6- ¿Que opinión tenés sobre el mago enmascarado?
Es un idiota que vendió su alma al demonio. 

7- ¿Que es lo que pensás sobre los videos de Youtube de magia revelada?
Son terribles, la mayoría son chicos sin formación mágica revelando trucos que no inventaron. 

8- Es útil Youtube para la gente que quiera aprender magia, o solo existe para hacerle la vida más difícil a los magos?
Youtube es una herramienta increible, pero siento que está siendo malusada por chicos y cuasimagos sin formación.   

9- Conocer el secreto de un truco, afecta al truco en sí? siendo público profano.
Para el público profano, el truco lo es todo.  Los magos profesionales debemos inventar nuevos métodos y mantenerlos alejados de sitios como Youtube. 

10- Un consejo para el recién iniciado, otro para el amateur y otro para el veterano?
Ambos, amateurs y veteranos pueden aprender muchisimo en mcbridemagic.tv  Miren los episodios en los que se discute de magia sin revelarla. Cuando esten listos, vengan a Myst. (su escuela)


Tnxz!! 

Sebastian Vega

-- 
Jeff McBride

McBride Magic, Inc

World Class Award-Winning Magic

Las Vegas, NV

702-245-7282 (cell)

702-433-3881 (office)

Jeff@mcbridemagic.com (email)

McBride Magic - Jeff McBride - Home (website)



Jeff McBride

Founder and Creator of McBride's Magic and Mystery School

Complete training for the magical artist

Las Vegas, NV

702-450-0021 (school)

Jeff@mcbridemagic.com (email)

Learn Magic at McBride's Magic & Mystery School - Learn Magic at the Magic School (website)



Espero que les haya gustado, yo vi mucho su canal en la página y la verdad esta bastante bueno, te van pasando videos y lo tenés a jeff que te chatea "cual púber chatea con otro", muy buena onda el gordo!!

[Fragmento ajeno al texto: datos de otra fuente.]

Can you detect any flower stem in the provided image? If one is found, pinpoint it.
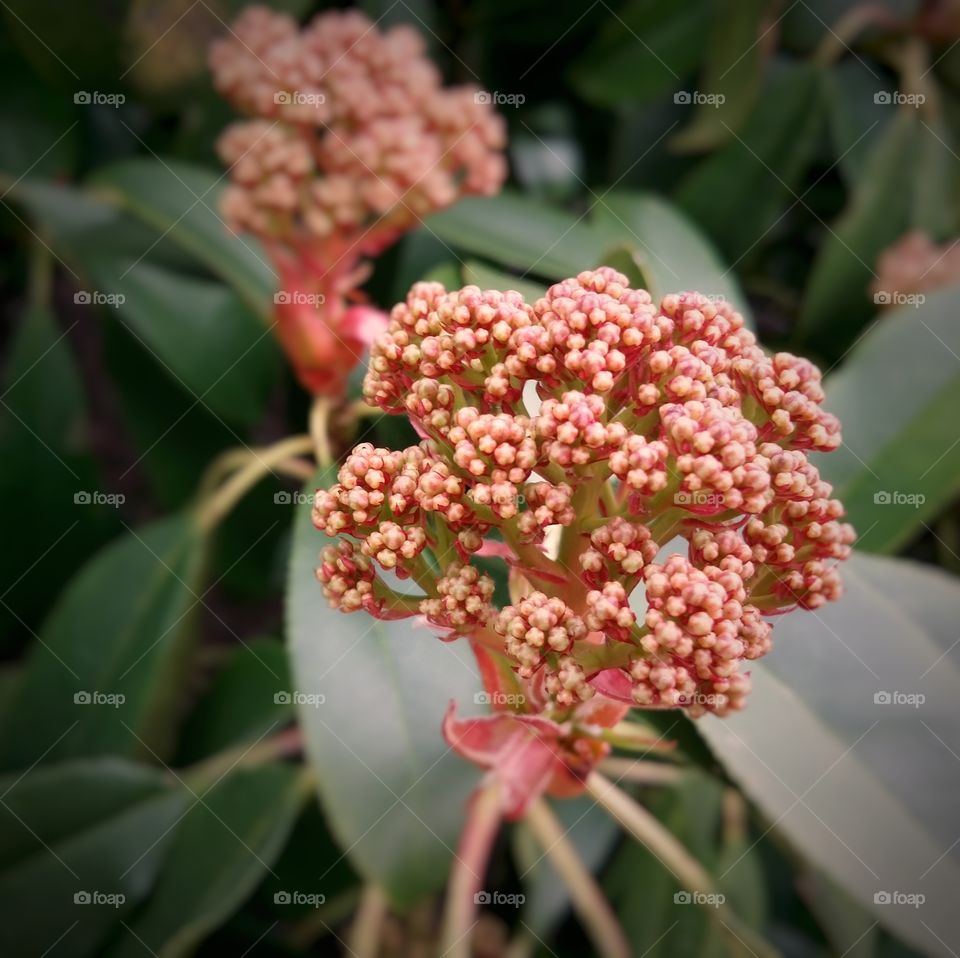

EDITADO: SI QUIEREN CHATEAR CON EL, (INGLÉS EXCLUYENTE!) ACÁ LES DEJO EL LINK:

Learn Magic Online: McBrideMagic.tv

----------


## lalogmagic

Gracias por compartir Seba...

Para el hilo de los cinco libros de magia ya tenemos una respuesta más.

Saludos.

----------


## francirco

muchas gracias por compartirla

----------


## Magicmaxi

Que buenas respuestas y que razón tiene

----------